If you are tired of typing git commands until your fingers fall off or begging teammates to push changes, this guide uses Sourcetree as a friendly git gui and Bitbucket as the remote host to make version control less painful. You will learn how to install and configure Git and Sourcetree, clone a repo, create feature branches, commit with meaning, push to Bitbucket, open pull requests, and survive merge conflicts.
First install Git on your machine and set your name and email. Then install Sourcetree and add your Bitbucket account in the settings so you are not typing passwords like it is 1999. If you prefer fewer login headaches create SSH keys and add them to Bitbucket. SSH keys save time and dignity when you push repeatedly.
Use Sourcetree clone to pull the project locally. Choose HTTPS or SSH keys depending on your setup. Once cloned create a feature branch with a clear name. Short and descriptive branch names help your teammates avoid staring blankly at the commit log.

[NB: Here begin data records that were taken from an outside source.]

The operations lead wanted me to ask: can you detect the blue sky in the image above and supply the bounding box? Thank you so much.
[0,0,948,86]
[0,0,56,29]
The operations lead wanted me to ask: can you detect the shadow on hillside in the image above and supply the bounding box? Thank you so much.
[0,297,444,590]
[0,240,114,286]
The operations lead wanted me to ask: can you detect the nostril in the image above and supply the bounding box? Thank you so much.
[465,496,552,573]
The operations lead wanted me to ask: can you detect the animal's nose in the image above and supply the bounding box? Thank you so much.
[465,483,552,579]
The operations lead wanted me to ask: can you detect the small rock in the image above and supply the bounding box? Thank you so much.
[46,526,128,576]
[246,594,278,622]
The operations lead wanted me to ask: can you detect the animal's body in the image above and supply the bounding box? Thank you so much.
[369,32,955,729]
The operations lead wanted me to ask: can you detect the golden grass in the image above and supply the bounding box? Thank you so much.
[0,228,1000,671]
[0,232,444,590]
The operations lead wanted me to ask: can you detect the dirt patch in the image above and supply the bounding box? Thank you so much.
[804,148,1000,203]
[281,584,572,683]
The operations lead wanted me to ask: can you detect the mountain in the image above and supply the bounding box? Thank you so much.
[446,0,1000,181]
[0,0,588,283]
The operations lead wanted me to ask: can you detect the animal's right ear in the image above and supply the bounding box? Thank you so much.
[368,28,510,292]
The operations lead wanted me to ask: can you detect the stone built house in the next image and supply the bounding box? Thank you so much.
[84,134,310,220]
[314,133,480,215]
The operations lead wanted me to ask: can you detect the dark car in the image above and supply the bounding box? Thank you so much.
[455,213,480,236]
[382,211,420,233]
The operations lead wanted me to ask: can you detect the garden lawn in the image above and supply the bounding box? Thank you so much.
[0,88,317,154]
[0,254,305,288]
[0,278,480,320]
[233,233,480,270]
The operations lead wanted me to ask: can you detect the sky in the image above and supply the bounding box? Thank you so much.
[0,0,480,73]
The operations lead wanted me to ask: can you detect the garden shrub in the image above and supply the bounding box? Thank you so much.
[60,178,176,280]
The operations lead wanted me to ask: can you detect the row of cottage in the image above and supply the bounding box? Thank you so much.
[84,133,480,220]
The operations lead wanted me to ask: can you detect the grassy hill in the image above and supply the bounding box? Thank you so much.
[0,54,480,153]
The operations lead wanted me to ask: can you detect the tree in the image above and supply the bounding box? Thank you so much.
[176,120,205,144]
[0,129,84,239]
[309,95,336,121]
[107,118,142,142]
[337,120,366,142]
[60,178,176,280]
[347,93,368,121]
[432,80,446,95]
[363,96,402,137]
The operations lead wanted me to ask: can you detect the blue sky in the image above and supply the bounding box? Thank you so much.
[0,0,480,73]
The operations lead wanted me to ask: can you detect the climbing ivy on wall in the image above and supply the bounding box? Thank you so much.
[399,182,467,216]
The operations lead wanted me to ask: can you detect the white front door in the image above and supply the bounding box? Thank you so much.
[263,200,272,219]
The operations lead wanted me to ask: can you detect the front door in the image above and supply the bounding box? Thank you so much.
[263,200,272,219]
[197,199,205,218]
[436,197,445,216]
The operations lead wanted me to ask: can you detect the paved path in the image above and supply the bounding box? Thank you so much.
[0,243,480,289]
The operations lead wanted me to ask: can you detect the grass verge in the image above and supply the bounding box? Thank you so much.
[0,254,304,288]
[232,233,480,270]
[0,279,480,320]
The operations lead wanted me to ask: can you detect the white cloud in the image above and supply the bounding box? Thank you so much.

Edit files in your preferred editor and then stage changes in Sourcetree. Commit with messages that explain why the change was made and not only what changed. Good commit messages are the little diaries future you will thank you for.
Push your branch from Sourcetree to Bitbucket. From the Bitbucket web UI open a pull request to request review. A pull request is a polite way to ask for approval rather than hoping for a miracle. Add reviewers, a short description, and link any relevant issue numbers.
If conflicts appear use Sourcetree to inspect conflicting files or open your preferred merge tool. Test the merged branch locally before merging on Bitbucket to avoid surprise pipeline failures. Remember that small commits and small pull requests reduce conflict drama.
Follow these steps and you will move from chaos to a predictable git workflow. Sourcetree gives you a visual grip on branching and bitbucket handles collaboration. Keep practicing and your commit history will stop being a crime scene.